# taz.de -- Weltwirtschaftsforum in Davos: Suche nach Verantwortung
       
       > Die Systemkritik ist vorbei, das Sozialforum abgesagt - jetzt wollen die
       > Konzerne die Gunst des "politischen Konsumenten".
       
 (IMG) Bild: "Den Zustand der Welt verbessern": WEF-Gründer Klaus Schwab
       
       Der große Globalisierungs-Streit wird nicht stattfinden. Selbstsicher und
       ziemlich unbehelligt versammeln sich von Mittwoch an rund 1.000 Chefs
       transnationaler Unternehmen, 27 Staats- und Regierungschefs und 113
       Minister im Schweizer Skiort Davos zum World Economic Forum (WEF). Wie fast
       jedes Jahr seit 1971 kommt die globale Wirtschafts- und Politikelite, um
       Geschäfte zu tätigen, Bildungsurlaub auf hohem Niveau zu betreiben und dem
       Ziel nachzueifern, das WEF-Gründer und Chef Klaus Schwab so formuliert:
       "den Zustand der Welt verbessern".
       
       Dieser Anspruch war in den vergangenen Jahren umkämpfter, als er es heute
       ist. Erstmals 2001 organisierten Globalisierungskritiker in der
       südbrasilianischen Stadt Porto Alegre den Gegengipfel zu Davos.

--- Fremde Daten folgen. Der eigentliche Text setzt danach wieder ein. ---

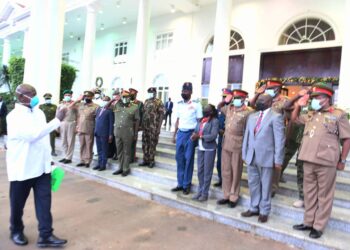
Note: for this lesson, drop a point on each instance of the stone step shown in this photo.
(277, 228)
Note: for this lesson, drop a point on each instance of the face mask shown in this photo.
(186, 97)
(316, 104)
(237, 103)
(67, 98)
(270, 92)
(260, 106)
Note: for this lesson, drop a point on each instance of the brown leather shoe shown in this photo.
(263, 218)
(249, 213)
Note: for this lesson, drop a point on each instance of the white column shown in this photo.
(344, 86)
(219, 67)
(86, 80)
(6, 51)
(43, 59)
(140, 60)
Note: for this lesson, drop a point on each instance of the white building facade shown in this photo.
(143, 43)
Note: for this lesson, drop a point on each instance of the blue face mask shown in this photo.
(271, 92)
(237, 103)
(316, 104)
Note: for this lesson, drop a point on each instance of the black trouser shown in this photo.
(19, 192)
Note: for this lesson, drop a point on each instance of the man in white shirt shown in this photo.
(28, 161)
(188, 113)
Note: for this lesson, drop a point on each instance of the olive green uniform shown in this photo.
(124, 126)
(50, 113)
(153, 113)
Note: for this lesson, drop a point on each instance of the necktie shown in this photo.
(258, 123)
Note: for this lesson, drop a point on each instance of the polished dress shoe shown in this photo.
(176, 189)
(51, 241)
(232, 204)
(19, 239)
(223, 202)
(301, 227)
(187, 190)
(144, 163)
(126, 173)
(263, 218)
(249, 213)
(118, 172)
(96, 167)
(315, 234)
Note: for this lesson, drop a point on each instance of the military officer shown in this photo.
(325, 127)
(68, 126)
(153, 113)
(49, 110)
(139, 104)
(232, 164)
(86, 126)
(126, 126)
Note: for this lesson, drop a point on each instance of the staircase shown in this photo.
(155, 184)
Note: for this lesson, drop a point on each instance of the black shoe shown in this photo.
(19, 239)
(187, 190)
(232, 204)
(118, 172)
(144, 163)
(218, 184)
(51, 241)
(176, 189)
(126, 173)
(223, 201)
(315, 234)
(302, 227)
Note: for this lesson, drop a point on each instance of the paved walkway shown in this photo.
(96, 217)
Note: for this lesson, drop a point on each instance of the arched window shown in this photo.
(236, 42)
(307, 30)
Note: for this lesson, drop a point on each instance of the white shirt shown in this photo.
(188, 114)
(28, 145)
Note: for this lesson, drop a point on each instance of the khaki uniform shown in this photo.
(320, 151)
(68, 130)
(125, 117)
(153, 113)
(50, 113)
(232, 163)
(85, 129)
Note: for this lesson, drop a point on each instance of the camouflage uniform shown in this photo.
(153, 112)
(50, 113)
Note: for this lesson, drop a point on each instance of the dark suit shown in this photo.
(103, 129)
(168, 111)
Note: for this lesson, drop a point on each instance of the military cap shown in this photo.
(47, 96)
(322, 88)
(187, 86)
(68, 91)
(226, 92)
(88, 93)
(152, 90)
(239, 93)
(125, 93)
(273, 84)
(131, 90)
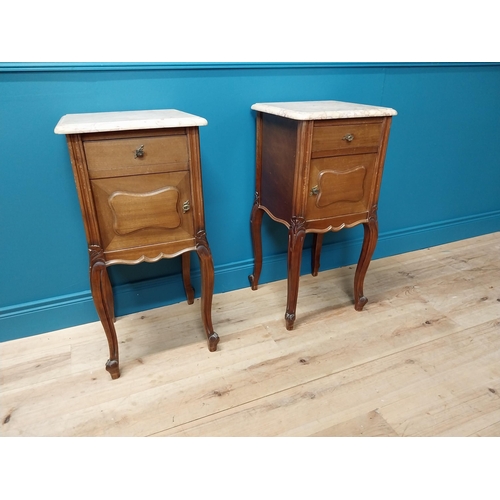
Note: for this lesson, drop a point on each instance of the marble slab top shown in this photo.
(126, 120)
(322, 110)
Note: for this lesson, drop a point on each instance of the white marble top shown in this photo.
(126, 120)
(322, 110)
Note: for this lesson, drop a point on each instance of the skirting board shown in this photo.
(34, 318)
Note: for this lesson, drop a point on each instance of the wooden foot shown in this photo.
(103, 299)
(207, 289)
(296, 236)
(316, 252)
(369, 244)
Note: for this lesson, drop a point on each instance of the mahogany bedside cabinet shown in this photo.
(139, 183)
(318, 169)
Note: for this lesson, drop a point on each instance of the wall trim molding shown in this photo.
(32, 318)
(22, 67)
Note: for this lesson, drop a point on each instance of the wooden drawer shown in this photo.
(346, 137)
(136, 155)
(341, 185)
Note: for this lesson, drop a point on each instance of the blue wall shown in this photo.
(441, 181)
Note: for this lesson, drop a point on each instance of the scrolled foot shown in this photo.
(113, 368)
(213, 340)
(253, 282)
(359, 304)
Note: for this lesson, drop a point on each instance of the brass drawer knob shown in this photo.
(139, 152)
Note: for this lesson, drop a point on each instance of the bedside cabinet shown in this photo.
(139, 183)
(318, 169)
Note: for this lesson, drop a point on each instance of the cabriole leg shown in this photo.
(207, 288)
(102, 295)
(369, 244)
(255, 228)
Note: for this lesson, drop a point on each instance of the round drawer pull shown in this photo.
(139, 152)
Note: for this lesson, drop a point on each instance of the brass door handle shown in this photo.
(139, 152)
(314, 191)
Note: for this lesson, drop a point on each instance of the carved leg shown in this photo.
(255, 227)
(316, 252)
(296, 236)
(369, 243)
(101, 293)
(186, 277)
(207, 288)
(108, 293)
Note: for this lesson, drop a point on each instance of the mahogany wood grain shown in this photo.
(141, 198)
(317, 176)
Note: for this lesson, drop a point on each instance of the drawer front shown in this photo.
(138, 155)
(341, 185)
(137, 211)
(346, 138)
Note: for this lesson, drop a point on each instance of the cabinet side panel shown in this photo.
(279, 141)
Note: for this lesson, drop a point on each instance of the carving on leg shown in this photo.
(316, 252)
(186, 277)
(255, 228)
(102, 294)
(369, 244)
(207, 288)
(296, 236)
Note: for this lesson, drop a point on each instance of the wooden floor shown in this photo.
(422, 359)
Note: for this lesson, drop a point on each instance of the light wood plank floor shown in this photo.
(422, 359)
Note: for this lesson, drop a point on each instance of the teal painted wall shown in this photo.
(441, 181)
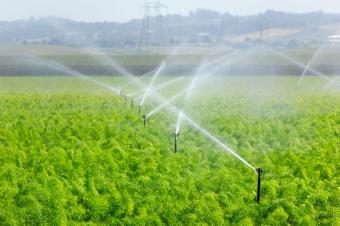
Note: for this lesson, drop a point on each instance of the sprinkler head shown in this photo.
(132, 102)
(144, 119)
(176, 135)
(259, 173)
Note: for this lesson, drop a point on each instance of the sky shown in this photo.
(125, 10)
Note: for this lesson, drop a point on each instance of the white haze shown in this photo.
(120, 11)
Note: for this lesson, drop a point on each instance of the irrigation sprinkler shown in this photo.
(176, 135)
(259, 173)
(132, 102)
(144, 119)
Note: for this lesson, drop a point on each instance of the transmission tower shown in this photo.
(152, 32)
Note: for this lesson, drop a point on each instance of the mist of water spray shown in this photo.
(301, 65)
(166, 103)
(148, 90)
(178, 123)
(62, 68)
(217, 141)
(162, 86)
(314, 57)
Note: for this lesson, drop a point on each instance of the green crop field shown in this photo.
(74, 153)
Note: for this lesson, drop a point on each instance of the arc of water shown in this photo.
(166, 103)
(334, 81)
(311, 61)
(60, 67)
(162, 86)
(198, 74)
(160, 68)
(301, 65)
(217, 141)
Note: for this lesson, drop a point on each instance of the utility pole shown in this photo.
(152, 32)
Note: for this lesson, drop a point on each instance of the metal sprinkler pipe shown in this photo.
(132, 102)
(176, 135)
(258, 196)
(144, 119)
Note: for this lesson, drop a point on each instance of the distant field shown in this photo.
(72, 152)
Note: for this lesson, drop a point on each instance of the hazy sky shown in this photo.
(124, 10)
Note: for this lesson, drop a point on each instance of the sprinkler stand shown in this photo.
(259, 172)
(176, 135)
(144, 119)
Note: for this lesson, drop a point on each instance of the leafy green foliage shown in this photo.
(72, 157)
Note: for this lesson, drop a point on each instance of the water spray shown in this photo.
(176, 136)
(144, 119)
(132, 102)
(259, 173)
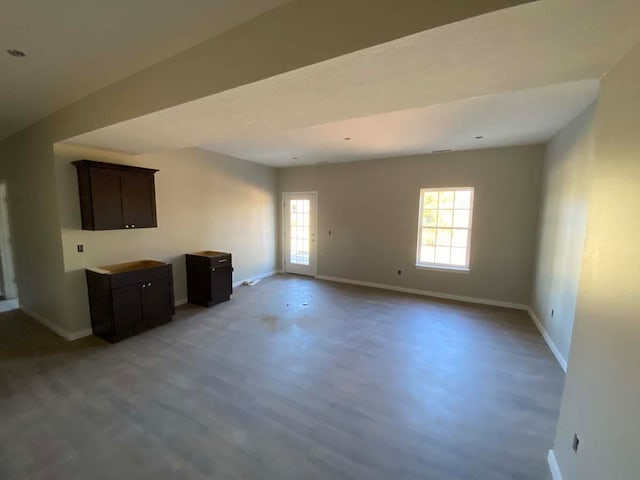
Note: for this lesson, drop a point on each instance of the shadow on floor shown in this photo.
(23, 337)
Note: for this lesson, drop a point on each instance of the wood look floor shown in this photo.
(294, 378)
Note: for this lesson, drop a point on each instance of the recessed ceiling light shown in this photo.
(16, 53)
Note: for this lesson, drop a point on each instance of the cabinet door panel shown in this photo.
(106, 192)
(157, 303)
(127, 311)
(138, 200)
(221, 284)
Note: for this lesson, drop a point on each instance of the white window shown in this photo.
(444, 228)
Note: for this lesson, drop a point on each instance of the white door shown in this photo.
(300, 232)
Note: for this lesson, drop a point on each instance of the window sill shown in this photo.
(442, 268)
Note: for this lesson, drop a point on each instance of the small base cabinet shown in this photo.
(209, 277)
(127, 299)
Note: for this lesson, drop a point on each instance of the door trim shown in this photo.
(283, 239)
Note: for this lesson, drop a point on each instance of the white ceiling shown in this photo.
(514, 118)
(76, 47)
(474, 77)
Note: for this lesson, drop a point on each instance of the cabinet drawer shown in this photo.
(140, 276)
(220, 261)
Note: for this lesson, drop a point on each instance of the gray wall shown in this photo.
(205, 201)
(601, 401)
(372, 210)
(563, 221)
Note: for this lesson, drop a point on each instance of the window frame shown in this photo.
(444, 266)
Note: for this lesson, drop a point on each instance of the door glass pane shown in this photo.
(299, 232)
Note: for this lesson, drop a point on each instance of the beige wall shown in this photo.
(563, 221)
(372, 210)
(27, 166)
(602, 390)
(204, 201)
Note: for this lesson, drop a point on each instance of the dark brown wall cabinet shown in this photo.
(116, 196)
(129, 298)
(209, 277)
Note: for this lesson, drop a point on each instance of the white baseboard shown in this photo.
(426, 293)
(70, 336)
(261, 276)
(547, 338)
(553, 466)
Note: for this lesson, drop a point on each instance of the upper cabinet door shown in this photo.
(138, 200)
(116, 196)
(106, 196)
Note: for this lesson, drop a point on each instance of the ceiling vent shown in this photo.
(16, 53)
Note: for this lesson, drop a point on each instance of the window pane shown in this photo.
(445, 227)
(430, 200)
(445, 218)
(428, 236)
(459, 256)
(443, 237)
(429, 218)
(446, 199)
(461, 219)
(463, 199)
(427, 254)
(459, 238)
(443, 254)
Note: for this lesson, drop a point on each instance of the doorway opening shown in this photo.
(8, 288)
(299, 233)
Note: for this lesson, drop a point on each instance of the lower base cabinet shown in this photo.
(209, 277)
(127, 303)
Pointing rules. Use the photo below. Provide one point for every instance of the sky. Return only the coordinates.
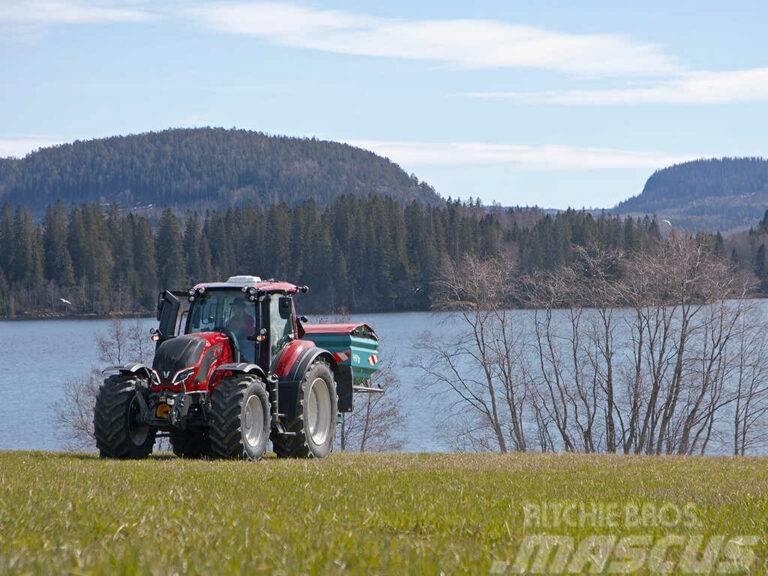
(549, 103)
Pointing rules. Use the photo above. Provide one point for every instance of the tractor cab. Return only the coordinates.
(257, 317)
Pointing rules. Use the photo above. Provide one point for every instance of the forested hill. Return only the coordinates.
(719, 194)
(202, 168)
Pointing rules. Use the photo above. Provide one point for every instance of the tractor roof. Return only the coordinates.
(252, 282)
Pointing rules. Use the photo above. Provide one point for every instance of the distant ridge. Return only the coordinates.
(718, 194)
(200, 168)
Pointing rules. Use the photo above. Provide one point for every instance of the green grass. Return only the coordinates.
(356, 514)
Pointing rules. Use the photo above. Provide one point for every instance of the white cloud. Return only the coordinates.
(67, 12)
(543, 157)
(20, 146)
(730, 86)
(463, 43)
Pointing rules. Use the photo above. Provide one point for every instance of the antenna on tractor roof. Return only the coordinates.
(244, 279)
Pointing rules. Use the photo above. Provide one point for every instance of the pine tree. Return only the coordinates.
(170, 253)
(58, 263)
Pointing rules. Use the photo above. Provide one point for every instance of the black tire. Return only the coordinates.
(236, 430)
(309, 443)
(116, 420)
(190, 443)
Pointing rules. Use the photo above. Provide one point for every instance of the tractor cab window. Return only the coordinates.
(281, 322)
(227, 311)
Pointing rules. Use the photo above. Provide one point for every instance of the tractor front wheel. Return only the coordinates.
(118, 427)
(314, 427)
(240, 418)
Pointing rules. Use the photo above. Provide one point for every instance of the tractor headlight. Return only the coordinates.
(183, 375)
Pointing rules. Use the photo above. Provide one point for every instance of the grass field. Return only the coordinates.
(356, 514)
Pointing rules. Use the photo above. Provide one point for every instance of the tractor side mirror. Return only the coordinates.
(285, 307)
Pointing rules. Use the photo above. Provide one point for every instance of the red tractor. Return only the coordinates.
(235, 367)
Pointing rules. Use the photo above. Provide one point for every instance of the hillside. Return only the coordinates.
(201, 168)
(718, 194)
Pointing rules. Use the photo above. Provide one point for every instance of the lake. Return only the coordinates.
(39, 356)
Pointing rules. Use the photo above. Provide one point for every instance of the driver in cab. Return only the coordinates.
(242, 323)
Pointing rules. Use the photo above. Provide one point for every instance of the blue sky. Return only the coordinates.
(555, 103)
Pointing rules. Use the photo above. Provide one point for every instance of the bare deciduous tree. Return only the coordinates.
(123, 342)
(652, 353)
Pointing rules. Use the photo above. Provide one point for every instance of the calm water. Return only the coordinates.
(39, 356)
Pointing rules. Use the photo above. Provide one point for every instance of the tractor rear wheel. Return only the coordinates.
(190, 443)
(240, 418)
(118, 427)
(314, 426)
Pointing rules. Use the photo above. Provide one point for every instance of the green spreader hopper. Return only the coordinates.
(353, 345)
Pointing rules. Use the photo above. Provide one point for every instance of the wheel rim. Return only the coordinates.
(253, 427)
(137, 430)
(319, 411)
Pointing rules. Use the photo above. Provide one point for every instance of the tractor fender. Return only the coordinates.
(242, 368)
(137, 369)
(292, 377)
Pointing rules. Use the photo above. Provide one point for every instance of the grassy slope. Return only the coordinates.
(350, 513)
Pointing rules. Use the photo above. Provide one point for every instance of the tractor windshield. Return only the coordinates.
(227, 311)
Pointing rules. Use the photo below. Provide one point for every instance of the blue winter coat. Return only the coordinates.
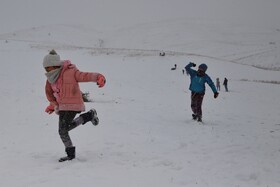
(198, 82)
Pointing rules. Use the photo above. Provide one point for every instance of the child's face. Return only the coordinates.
(50, 68)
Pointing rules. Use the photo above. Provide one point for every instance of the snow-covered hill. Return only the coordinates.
(146, 136)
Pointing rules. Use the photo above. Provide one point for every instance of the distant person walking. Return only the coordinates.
(218, 86)
(225, 84)
(197, 88)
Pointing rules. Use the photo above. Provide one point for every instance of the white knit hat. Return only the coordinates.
(52, 59)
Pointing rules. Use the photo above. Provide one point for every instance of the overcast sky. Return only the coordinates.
(20, 14)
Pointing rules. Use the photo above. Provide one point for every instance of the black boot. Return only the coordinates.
(194, 116)
(71, 154)
(91, 115)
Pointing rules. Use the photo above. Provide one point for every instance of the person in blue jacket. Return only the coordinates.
(197, 88)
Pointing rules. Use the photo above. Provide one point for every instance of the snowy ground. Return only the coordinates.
(146, 136)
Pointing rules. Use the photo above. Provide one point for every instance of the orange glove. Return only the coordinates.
(49, 109)
(100, 80)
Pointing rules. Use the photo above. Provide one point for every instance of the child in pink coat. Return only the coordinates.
(64, 94)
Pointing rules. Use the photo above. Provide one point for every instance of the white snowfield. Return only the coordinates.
(146, 136)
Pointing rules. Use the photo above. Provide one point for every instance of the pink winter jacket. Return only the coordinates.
(65, 93)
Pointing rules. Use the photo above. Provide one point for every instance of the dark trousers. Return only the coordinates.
(67, 123)
(196, 103)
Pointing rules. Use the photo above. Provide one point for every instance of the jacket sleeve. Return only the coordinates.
(189, 70)
(211, 84)
(50, 95)
(85, 76)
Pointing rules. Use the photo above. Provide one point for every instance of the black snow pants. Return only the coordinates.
(196, 103)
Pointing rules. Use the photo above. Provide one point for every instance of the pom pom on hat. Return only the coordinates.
(52, 59)
(203, 67)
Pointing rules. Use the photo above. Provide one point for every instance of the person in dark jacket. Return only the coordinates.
(197, 88)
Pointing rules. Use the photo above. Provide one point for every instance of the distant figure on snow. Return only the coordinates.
(63, 92)
(197, 88)
(162, 54)
(175, 67)
(225, 84)
(218, 86)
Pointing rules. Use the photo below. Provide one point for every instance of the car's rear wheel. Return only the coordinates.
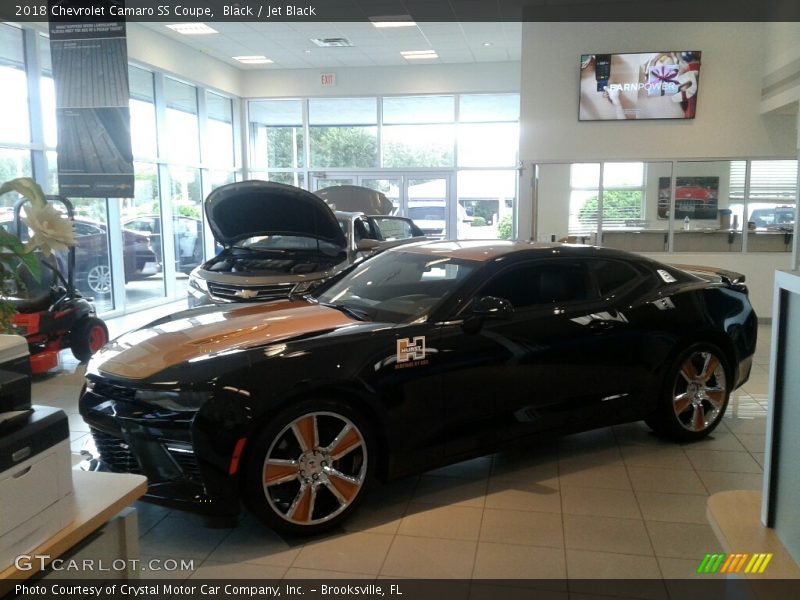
(695, 394)
(87, 337)
(310, 467)
(98, 278)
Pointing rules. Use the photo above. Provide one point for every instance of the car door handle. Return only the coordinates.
(603, 324)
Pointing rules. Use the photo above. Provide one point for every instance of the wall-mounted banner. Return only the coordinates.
(90, 70)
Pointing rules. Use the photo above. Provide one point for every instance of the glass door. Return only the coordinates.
(428, 201)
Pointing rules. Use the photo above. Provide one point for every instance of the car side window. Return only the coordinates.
(394, 229)
(612, 275)
(541, 284)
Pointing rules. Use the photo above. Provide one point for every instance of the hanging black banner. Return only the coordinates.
(90, 70)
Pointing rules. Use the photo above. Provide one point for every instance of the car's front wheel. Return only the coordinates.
(310, 467)
(98, 278)
(695, 394)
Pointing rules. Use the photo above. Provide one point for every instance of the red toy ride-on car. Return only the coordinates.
(51, 313)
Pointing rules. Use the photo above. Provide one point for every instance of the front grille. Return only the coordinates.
(238, 293)
(186, 462)
(115, 453)
(115, 392)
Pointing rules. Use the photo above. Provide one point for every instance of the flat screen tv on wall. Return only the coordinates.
(648, 85)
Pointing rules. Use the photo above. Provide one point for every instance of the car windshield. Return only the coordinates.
(426, 213)
(269, 243)
(397, 286)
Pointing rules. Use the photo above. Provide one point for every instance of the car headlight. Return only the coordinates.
(304, 287)
(178, 401)
(198, 283)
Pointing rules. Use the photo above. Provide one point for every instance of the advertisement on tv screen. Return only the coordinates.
(649, 85)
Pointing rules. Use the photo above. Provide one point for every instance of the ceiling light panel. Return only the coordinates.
(192, 28)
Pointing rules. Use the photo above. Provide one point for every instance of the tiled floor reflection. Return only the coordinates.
(616, 502)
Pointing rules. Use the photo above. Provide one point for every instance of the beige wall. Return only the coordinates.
(365, 81)
(728, 123)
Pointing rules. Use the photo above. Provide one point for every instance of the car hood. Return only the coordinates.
(246, 209)
(195, 336)
(354, 198)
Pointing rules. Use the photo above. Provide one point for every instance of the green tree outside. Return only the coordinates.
(619, 205)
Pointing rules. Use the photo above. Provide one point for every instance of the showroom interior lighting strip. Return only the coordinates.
(419, 54)
(192, 28)
(254, 60)
(392, 21)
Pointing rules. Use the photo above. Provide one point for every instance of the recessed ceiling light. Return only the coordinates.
(418, 54)
(192, 28)
(392, 21)
(254, 60)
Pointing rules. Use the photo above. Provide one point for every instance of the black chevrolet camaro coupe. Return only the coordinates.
(426, 354)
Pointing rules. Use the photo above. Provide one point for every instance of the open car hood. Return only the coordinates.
(354, 198)
(246, 209)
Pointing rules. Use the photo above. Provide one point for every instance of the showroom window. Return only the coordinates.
(144, 136)
(641, 212)
(343, 132)
(622, 191)
(182, 132)
(131, 251)
(537, 284)
(418, 131)
(219, 131)
(14, 83)
(276, 134)
(419, 138)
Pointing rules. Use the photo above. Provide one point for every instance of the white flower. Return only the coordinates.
(51, 229)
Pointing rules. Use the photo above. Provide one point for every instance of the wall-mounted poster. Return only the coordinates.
(695, 197)
(647, 85)
(90, 70)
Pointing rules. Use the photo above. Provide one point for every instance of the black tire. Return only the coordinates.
(98, 278)
(87, 337)
(695, 394)
(310, 467)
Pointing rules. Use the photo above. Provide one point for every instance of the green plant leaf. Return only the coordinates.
(11, 242)
(27, 187)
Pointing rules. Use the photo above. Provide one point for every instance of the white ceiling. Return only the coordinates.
(290, 45)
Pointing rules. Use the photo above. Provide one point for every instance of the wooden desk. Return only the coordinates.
(98, 497)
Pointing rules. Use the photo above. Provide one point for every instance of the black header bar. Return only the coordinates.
(209, 11)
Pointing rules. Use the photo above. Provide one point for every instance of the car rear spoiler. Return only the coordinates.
(727, 277)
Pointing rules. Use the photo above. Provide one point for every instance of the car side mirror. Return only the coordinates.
(367, 245)
(487, 307)
(492, 307)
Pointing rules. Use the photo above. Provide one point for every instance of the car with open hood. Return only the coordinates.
(280, 240)
(422, 355)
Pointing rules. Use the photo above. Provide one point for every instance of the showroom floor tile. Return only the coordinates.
(616, 502)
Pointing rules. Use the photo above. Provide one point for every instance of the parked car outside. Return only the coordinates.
(92, 267)
(188, 234)
(431, 217)
(422, 355)
(279, 240)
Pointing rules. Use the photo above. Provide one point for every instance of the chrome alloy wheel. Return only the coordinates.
(699, 392)
(314, 468)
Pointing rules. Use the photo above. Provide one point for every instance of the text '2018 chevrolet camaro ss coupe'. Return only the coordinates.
(423, 355)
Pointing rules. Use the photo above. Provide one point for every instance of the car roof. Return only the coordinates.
(485, 250)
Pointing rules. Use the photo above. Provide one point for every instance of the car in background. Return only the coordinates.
(777, 217)
(422, 355)
(92, 267)
(431, 217)
(280, 240)
(188, 233)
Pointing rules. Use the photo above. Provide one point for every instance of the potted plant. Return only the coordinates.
(50, 231)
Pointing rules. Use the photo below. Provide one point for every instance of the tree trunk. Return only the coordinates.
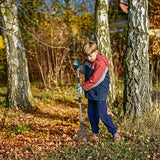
(103, 40)
(137, 91)
(19, 93)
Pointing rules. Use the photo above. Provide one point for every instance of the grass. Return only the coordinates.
(47, 130)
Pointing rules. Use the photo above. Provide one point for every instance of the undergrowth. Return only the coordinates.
(47, 130)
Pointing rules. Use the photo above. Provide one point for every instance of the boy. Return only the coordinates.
(96, 70)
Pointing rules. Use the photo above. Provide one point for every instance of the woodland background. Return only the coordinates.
(53, 35)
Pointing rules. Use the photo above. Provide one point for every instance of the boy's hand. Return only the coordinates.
(79, 89)
(76, 63)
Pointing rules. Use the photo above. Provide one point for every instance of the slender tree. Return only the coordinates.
(103, 40)
(19, 93)
(137, 91)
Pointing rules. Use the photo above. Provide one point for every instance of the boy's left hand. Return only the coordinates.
(79, 89)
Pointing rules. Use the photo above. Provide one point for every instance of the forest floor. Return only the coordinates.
(48, 128)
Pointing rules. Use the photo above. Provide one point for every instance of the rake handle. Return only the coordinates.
(80, 108)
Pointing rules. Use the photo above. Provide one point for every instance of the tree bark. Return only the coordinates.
(137, 89)
(103, 40)
(19, 93)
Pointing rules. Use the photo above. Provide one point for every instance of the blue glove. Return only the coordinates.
(79, 89)
(76, 63)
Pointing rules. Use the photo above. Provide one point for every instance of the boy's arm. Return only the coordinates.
(82, 69)
(97, 77)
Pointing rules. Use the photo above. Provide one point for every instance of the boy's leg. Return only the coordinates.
(93, 116)
(106, 119)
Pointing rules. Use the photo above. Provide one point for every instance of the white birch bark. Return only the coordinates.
(103, 41)
(19, 93)
(137, 91)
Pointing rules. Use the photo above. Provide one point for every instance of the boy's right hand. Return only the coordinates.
(76, 63)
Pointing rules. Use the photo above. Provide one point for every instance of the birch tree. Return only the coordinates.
(103, 40)
(19, 93)
(137, 91)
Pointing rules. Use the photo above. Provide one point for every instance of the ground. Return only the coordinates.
(48, 128)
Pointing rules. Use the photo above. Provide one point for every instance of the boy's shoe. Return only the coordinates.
(93, 138)
(116, 138)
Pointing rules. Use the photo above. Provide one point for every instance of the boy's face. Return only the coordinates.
(92, 56)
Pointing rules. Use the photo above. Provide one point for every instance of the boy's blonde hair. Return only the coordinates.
(89, 47)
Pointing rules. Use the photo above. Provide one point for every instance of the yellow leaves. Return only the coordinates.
(2, 46)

       "Weltsozialforum" tauften sie ihre Veranstaltung in klarer Abgrenzung zum
       Wirtschaftsforum in der Schweiz. Zehntausende junge, linke Leute lauschten
       2002 dem philippinischen Soziologen Walden Balden, als der in Porto Alegre
       das Zeitalter der "Deglobalisierung" ausrief. Wenn in Davos die
       segensreiche Wirkung des freien Weltmarktes gefeiert wurde, kam aus
       Brasilien ein lautes "Eine andere Welt ist möglich".
       
       Davon ist kaum noch etwas zu bemerken. 2008 fällt der Gegengipfel zu Davos
       aus. Am kommenden Samstag gibt es als Ersatz einen so genannten weltweiten
       Aktionstag. Deutsche Davos-Kritiker haben - nach gegenwärtigem Stand - drei
       Dutzend lokaler Veranstaltungen organisiert. "Besonders herausgefordert
       wird sich das WEF in diesem Jahr wohl nicht fühlen", resümiert Rainer Falk,
       der den kritischen Informationsdienst Weltwirtschaft & Entwicklung
       herausgibt.
       
       Davos lebt, und die globalisierungskritische Bewegung verabschiedet sich
       allmählich? "Nein, das ist kein Zeichen von Schwäche, sondern eine kreative
       Atempause", sagt Oliver Classen, Sprecher der Davos-kritischen Schweizer
       Organisation "Erklärung von Bern". Für seine These sprechen zwei Tatsachen:
       Mit ihren Aktionen zum G-8-Gipfel der mächtigsten Staaten haben die
       europäischen Globalisierungskritiker 2007 für große Aufmerksamkeit gesorgt.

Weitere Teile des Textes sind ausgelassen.